Most of us don’t consider moral or legal principles as we go about our business; most of the time we have an outcome and mind and rationaliz­e the means we employ in its pursuit. That’s not to say we’re corrupt, just that the navigation of daily life requires us to be pragmatic.

For instance, a situation has arisen lately with my parking lot.

Like most people who work in an urban area, I pay a company for the right to leave my car in a space a couple of blocks from my office. I like this lot—I could pay a little more and park slightly closer, in a somewhat larger lot that’s owned by the same company. But walking an extra hundred yards or so doesn’t bother me—even if the two lots cost the same I think I’d prefer my smaller lot.

But lately, I haven’t always been able to park in my lot. There’s constructi­on work going on downtown, and the constructi­on workers have taken to parking in my lot. These days it’s a 50-50 shot as to whether there will be an empty space in my lot when I drive in to work. When there isn’t, I pull into the larger, more expensive and arguably more convenient lot. And nobody has said anything about this.

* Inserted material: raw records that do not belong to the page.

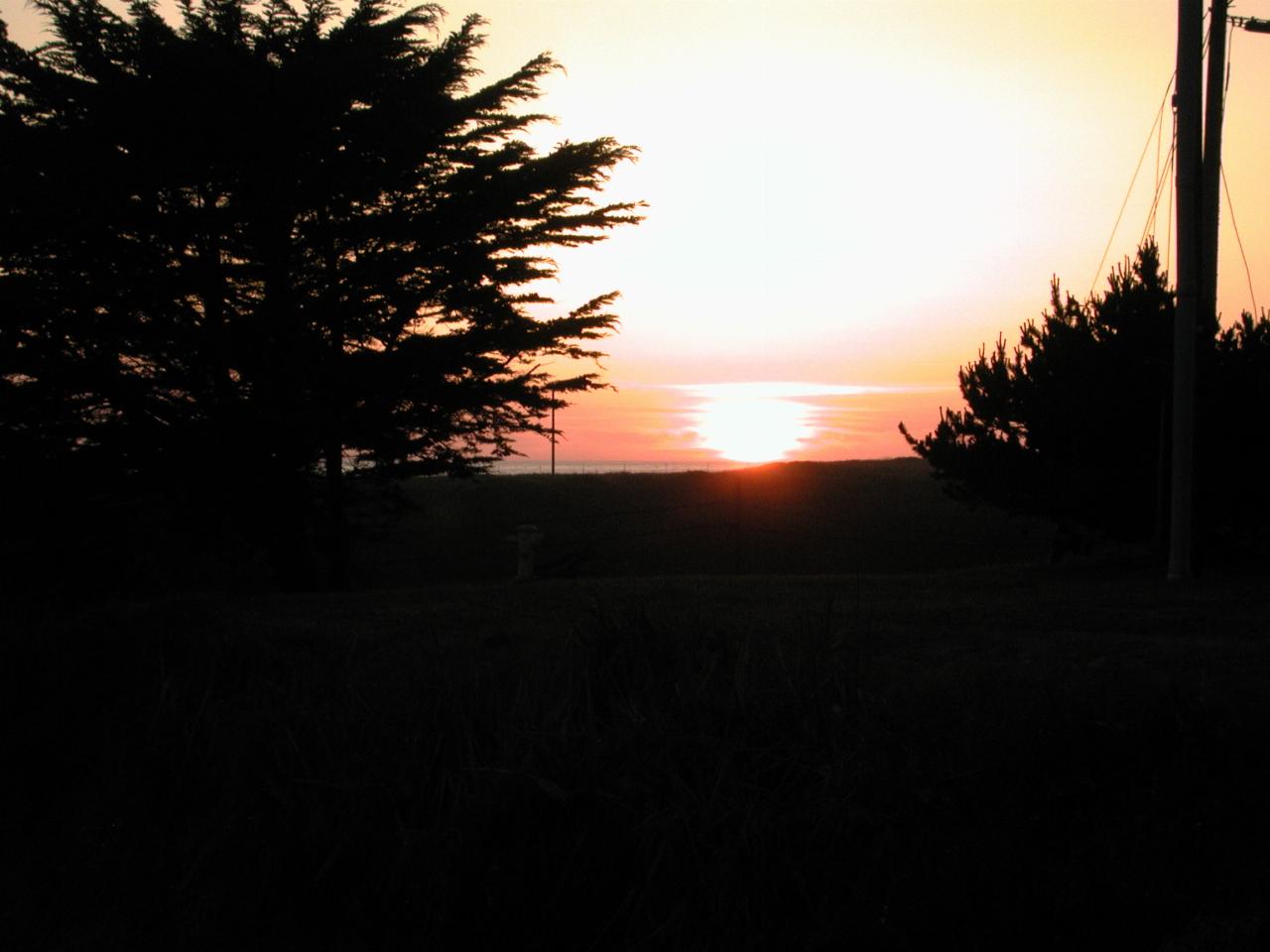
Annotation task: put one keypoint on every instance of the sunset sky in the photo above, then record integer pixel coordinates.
(846, 199)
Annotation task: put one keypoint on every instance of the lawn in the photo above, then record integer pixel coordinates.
(953, 756)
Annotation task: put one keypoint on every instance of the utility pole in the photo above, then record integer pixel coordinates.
(1188, 98)
(1210, 186)
(1199, 184)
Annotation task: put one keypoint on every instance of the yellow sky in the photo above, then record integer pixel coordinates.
(855, 191)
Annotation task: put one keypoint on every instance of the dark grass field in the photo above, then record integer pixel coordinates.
(952, 756)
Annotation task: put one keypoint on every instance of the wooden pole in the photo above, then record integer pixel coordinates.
(1189, 94)
(1210, 185)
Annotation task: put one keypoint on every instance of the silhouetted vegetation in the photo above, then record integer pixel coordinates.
(1072, 422)
(272, 238)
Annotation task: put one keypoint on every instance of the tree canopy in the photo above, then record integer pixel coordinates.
(273, 235)
(1071, 422)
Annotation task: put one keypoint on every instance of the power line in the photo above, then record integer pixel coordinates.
(1239, 243)
(1142, 158)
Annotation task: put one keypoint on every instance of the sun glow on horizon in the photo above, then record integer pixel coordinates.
(760, 421)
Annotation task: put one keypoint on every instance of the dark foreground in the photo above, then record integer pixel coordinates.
(1026, 758)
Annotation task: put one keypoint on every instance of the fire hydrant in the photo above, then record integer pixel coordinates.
(526, 538)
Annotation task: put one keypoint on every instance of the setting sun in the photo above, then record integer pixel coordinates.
(749, 428)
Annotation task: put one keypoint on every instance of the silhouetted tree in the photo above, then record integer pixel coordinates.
(273, 236)
(1071, 421)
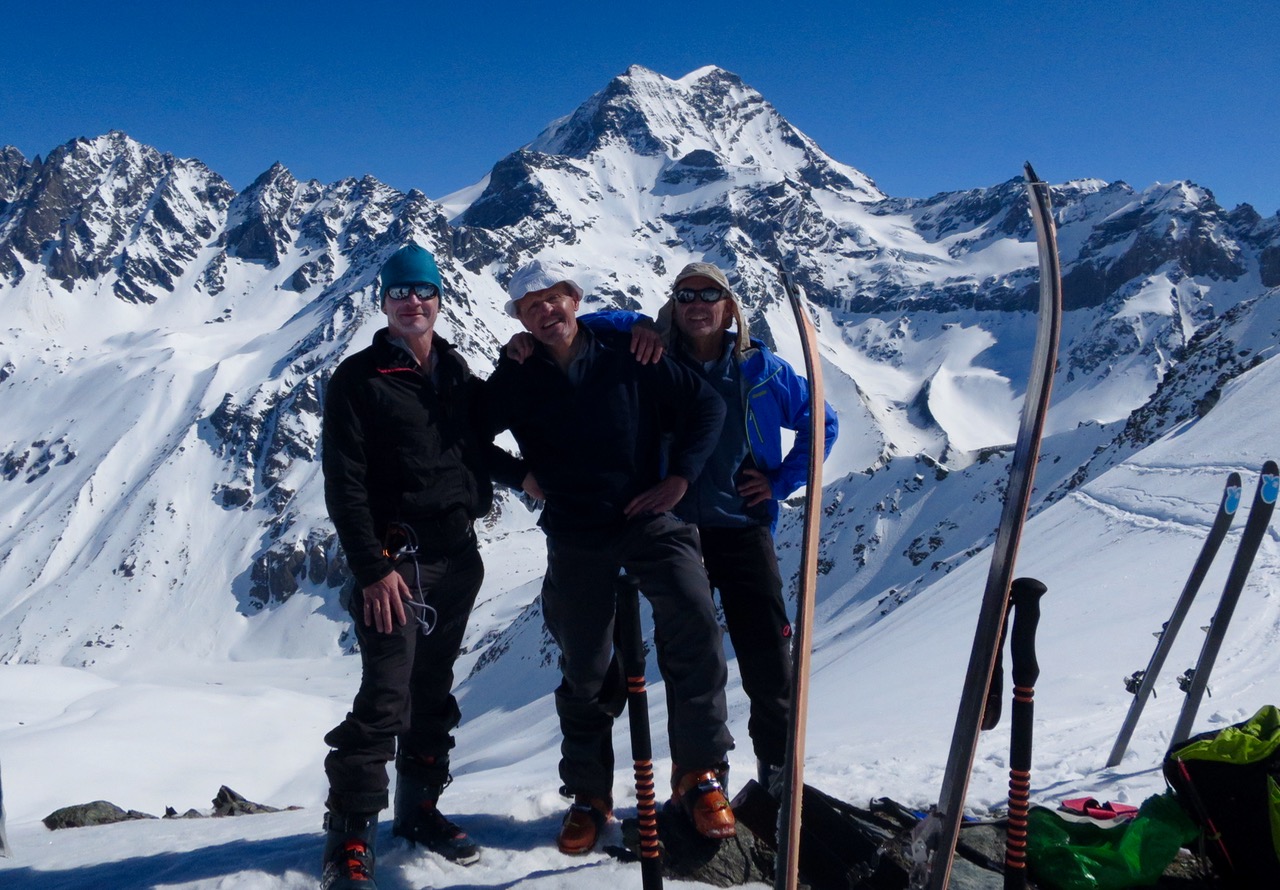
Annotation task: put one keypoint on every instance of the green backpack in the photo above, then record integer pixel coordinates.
(1229, 783)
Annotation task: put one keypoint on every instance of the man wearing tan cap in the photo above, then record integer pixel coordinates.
(590, 424)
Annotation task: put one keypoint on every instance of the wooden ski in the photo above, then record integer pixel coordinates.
(786, 875)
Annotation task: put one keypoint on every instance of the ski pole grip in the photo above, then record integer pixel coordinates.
(631, 644)
(1025, 597)
(1025, 593)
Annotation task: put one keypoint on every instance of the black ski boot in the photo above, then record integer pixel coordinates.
(348, 852)
(419, 821)
(769, 776)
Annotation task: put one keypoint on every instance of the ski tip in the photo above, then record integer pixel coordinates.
(1269, 485)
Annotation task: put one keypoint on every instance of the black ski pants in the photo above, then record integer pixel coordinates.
(405, 701)
(579, 603)
(743, 566)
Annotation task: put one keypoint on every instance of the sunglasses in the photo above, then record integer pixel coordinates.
(705, 295)
(423, 292)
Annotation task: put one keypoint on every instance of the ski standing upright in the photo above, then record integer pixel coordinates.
(786, 870)
(935, 838)
(1142, 683)
(1255, 529)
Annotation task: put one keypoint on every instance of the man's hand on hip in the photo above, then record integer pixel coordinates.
(384, 602)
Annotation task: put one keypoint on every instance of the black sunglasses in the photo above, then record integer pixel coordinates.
(705, 295)
(423, 292)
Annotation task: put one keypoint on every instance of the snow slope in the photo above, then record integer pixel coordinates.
(1114, 555)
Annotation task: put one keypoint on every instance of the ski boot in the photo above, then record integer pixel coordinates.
(769, 777)
(583, 824)
(702, 797)
(348, 852)
(419, 821)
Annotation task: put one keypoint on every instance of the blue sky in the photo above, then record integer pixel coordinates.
(923, 97)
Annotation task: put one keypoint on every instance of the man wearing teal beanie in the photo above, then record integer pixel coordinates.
(406, 469)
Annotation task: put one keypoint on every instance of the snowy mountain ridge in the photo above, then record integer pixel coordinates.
(168, 574)
(214, 319)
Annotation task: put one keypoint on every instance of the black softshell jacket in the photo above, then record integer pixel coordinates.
(597, 445)
(398, 450)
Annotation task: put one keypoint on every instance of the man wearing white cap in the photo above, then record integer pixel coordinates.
(590, 423)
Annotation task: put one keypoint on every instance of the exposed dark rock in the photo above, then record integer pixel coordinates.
(229, 803)
(99, 812)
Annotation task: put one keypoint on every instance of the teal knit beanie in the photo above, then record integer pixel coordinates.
(411, 264)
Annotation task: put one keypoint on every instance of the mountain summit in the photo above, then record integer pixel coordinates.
(168, 342)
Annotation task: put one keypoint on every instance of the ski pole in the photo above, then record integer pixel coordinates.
(641, 744)
(1025, 598)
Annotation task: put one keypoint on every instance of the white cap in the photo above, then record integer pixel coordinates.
(538, 275)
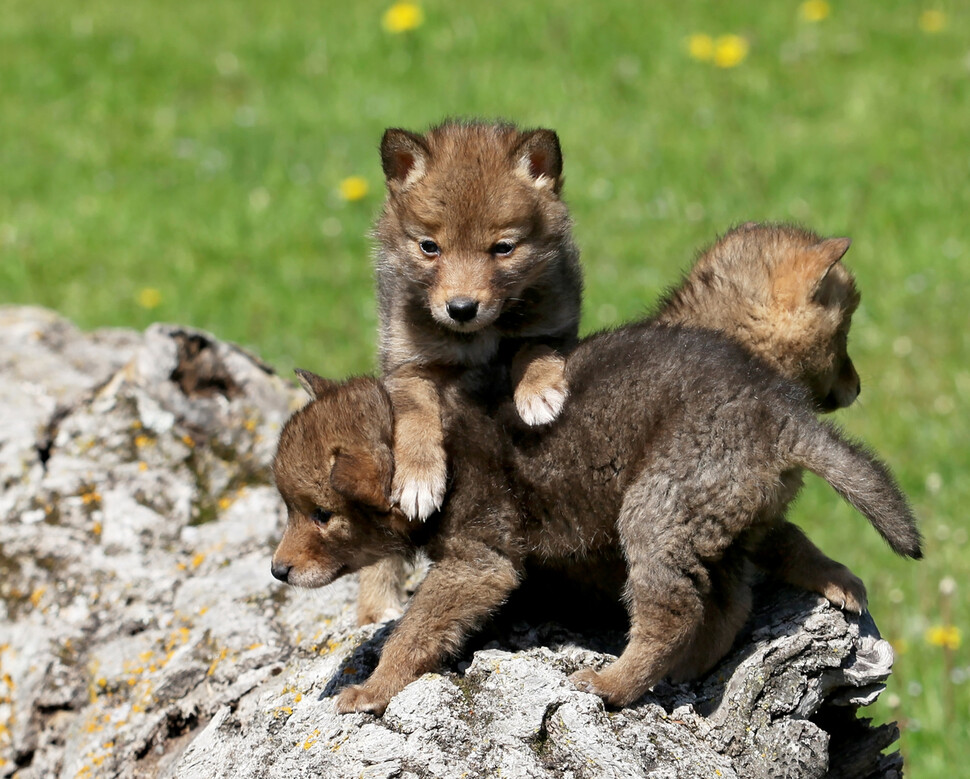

My wife Karen—who doesn’t come to or leave work at the same time I do—also parks in the smaller lot. She also encounters the same problem, and solves it the same way. The difference is, that the first time she parked in the larger lot, she called the parking company and told them what she was doing. And they agreed it was a reasonable thing to do.

But I didn’t call. I probably should have. I suppose I should have done something, maybe leave an explanator­y note on my windshield. But I haven’t, and the parking company hasn’t ticketed or towed me—even though they may be legally allowed to take these actions. After all, I’m parking in a space for which I haven’t paid.

They don’t take these actions because they’re reasonable people who understand that circumstan­ces change over time, and that it doesn’t always make sense to adhere to strict terms of an agreement. I’ve rented a parking space from them, and since they can’t provide it in the agreed-upon lot it makes sense that they furnish me with an alternativ­e. While they could ask me to pay the going rate for the lot I’m now parking in, since I’ve only done it for a few days and the constructi­on crews will sooner or later move out of the old lot (which wasn’t near capacity before they moved in) it would probably seem foolish to risk alienating a good customer over what might amount to a couple of dollars.

Now is it wrong for me to park in the bigger lot? I don’t think so. But it does contravene the letter of the contract that exists between me and the parking company. So a judge who self-identifies as a legal textualist might feel compelled to rule against me.

That’s the position Neil Gorsuch found himself in when writing his dissent in TransAm Trucking v. Administra­tive Review Board, the “frozen trucker” case that came under scrutiny during the judge’s Supreme Court confirmati­on hearings last week. In that case, the brakes on a trailer being towed by a truck froze up late on a January night with sub-zero temperatur­es. The driver, Alphonse Maddin, called his bosses to report the problem, and was instructed to wait for their road service. He then fell asleep.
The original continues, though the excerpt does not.